Deepseek has released version V4. The last update was version V3.2 released last December (Tencent Yuanbao is currently using this version). Everyone is concerned about what upgrades are included.
In short, the text throughput is significantly improved, increasing from the previous limit of 100,000 characters to 750,000 characters. Reasoning capabilities are also enhanced, and computational costs are reduced by one-third compared to the previous V3.2 version. DeepSeek was already renowned for its low cost, and now it's even cheaper with an additional discount.
You might find this hard to believe, but compared to top-tier US models like Claude and ChatGPT, the cost difference is over 50 times. Why is DeepSeek's cost advantage so significant?
To give a simple example, the American model always holds a general meeting to solve problems, with everyone (modules) in attendance. While this results in stronger and more comprehensive problem-solving capabilities, the manpower costs of holding these meetings are high. Deepseek, on the other hand, selects specific individuals (modules) to hold smaller meetings. Although the solutions may sometimes be slightly less satisfactory, it minimizes costs to the extreme.
In traditional industries, a cost difference of 5% or even 50 times can wipe out a company, let alone 50 times. But AI is still in its early stages, and humanity is actively exploring the limits of AI models; cost isn't the most important factor.
The American model has a first-mover advantage, maintaining a lead of about 5-10%. They are willing to invest heavily in this 5-10% advantage regardless of cost. I guess they have realized that even if they try to compete on cost, they will definitely not be able to beat China, so they might as well blindly forge ahead and create differentiation.
Another important point about DeepSeek is that it breaks free from Nvidia's chip dominance and can be fully compatible with Huawei and Cambricon's chips. Independent models + independent hardware = AI autonomy, eliminating concerns about being held back by technology.
I checked the latest ELO rankings, which is a blind test ranking of AI models, where human users subjectively score and compare them based on anonymous responses. Currently (on the 25th), v4 is ranked 20th, ahead of another domestic model, Qianwen 3.5-max.
P.S.: The ELO leaderboard includes over 340 global models, with the top 20 considered top-tier. Also, both Qianwen 3.5 and ds V4 are in Preliminary status, indicating they were recently launched and the sample size for scoring is still insufficient; there may be room for improvement in their scores later.

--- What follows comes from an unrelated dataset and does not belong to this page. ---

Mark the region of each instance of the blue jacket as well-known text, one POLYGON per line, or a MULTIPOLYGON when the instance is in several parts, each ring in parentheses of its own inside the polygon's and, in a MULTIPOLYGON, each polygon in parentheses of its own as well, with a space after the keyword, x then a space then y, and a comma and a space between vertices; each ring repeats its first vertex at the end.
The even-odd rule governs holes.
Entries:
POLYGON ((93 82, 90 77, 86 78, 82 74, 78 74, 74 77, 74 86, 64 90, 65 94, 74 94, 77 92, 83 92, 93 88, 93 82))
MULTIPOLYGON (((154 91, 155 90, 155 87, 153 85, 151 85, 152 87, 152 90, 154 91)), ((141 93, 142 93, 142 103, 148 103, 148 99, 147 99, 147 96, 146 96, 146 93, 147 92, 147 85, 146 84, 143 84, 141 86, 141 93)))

Yesterday, Kweichow Moutai released its first-quarter financial report, and all liquor shareholders waited anxiously for the results to be announced.

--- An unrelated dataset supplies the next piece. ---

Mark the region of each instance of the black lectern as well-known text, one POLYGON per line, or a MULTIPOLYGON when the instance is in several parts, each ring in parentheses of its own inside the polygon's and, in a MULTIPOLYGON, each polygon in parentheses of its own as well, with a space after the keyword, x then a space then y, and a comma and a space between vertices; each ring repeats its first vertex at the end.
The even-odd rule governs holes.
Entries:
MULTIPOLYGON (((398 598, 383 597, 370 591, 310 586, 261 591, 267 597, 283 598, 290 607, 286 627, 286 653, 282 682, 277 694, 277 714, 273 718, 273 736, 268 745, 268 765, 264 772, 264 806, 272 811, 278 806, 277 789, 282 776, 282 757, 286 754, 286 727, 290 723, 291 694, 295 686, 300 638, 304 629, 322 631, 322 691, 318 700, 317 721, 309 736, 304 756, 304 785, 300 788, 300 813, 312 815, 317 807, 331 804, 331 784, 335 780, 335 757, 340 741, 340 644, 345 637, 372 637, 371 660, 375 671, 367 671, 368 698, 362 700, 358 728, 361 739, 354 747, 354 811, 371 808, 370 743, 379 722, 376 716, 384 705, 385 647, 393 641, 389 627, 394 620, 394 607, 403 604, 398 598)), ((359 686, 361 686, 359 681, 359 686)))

Revenue was 53.9 billion yuan, up 6.5% year-on-year; non-GAAP profit was 27.24 billion yuan, up 1.45% year-on-year, with a growth rate of only 1%.
The company reported operating cash flow of 43.2 billion yuan in the first quarter, a year-on-year increase of 205%, which sounds impressive. However, it was actually due to two large sums of money being returned upon maturity of wealth management products, and had nothing to do with selling alcohol.

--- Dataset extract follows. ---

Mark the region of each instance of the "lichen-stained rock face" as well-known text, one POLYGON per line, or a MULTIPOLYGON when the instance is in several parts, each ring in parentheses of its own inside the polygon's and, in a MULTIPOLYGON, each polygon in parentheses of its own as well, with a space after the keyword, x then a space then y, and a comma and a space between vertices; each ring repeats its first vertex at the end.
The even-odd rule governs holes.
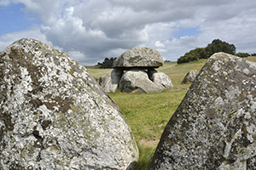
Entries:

Another significant change in the first-quarter report is that Moutai's direct sales reached 29.5 billion yuan, accounting for 55% of its total sales, exceeding half for the first time. The company cut 255 distributors in the first quarter, continuing its market share decline, somewhat resembling the discarding of a used product. However, there's little that can be done; the industry's overall economic climate is dire, and it can no longer support such a large interest group.
How was this quarterly report? Not ideal. The consensus among institutions was that the first quarter's profit would be around 29 billion, but the actual profit was about 7% lower. Fortunately, it didn't continue to decline. I think it's a slight negative, not a major disaster. Let's see how the market reacts next Monday.